As an analogy: It is as if you had an intangible baseball that had mass and it started a million miles from Earth. It is attracted to Earth, but when it contacts the surface, it is not slowed because it is intangible. It keeps going and reaches the center but now has its maximum velocity and continues, now slowing until it reaches a million miles out the other side before again plunging earthward, oscillating forever. Now… It is inside Earth sometimes, but terribly briefly, so perhaps the best way to describe its location over time is to say that it occupies an “intangible baseball orbital” around the Earth.

Well in the general macro world, you are right. Opposite charges attract each other. Two magnets of opposite poles crash into each other. In the quantum world, it is very different.

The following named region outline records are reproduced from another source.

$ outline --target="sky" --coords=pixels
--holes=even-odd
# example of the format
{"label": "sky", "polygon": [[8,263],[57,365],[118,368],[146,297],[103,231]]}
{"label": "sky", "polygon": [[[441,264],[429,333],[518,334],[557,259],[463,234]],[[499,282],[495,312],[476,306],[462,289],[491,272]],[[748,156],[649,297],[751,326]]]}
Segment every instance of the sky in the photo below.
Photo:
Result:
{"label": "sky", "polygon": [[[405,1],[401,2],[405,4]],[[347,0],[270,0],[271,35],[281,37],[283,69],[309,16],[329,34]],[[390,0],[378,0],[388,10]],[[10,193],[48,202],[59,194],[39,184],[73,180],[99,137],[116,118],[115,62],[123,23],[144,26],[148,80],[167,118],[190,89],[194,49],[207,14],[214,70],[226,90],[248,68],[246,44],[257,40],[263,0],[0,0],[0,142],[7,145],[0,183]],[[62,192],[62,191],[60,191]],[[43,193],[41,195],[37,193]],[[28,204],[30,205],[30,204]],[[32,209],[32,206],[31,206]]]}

It’s almost like how the moon orbits earth. It wont crash into earth because it’s at a stable orbit. The electrons are in a stable “orbit” with just the right amount of energy to to stay or exit to a new orbital. The energy between the nucleus and electron balances out where they dont crash into each other. But in theory, removing that energy balance would indeed cause them to crash into each other.

The real answer is we don’t know. We have models for how subatomic particles work and theories but we don’t really know.

Pre-relativism electrons were thought to be small objects that orbited a nucleus like a planet orbiting the sun. But now scientists do not believe that.

A neutron is basically a proton plus an electron plus something. A proton plus an electron has no net charge but not enough mass to be a neutron.

So an electron falling into a proton is not stable. It is missing something that stabilizes it as a neutron and the electron will move away again instead of merging.

We just cannot explain what something as small as an electron is. A proton is 1836 times more massive.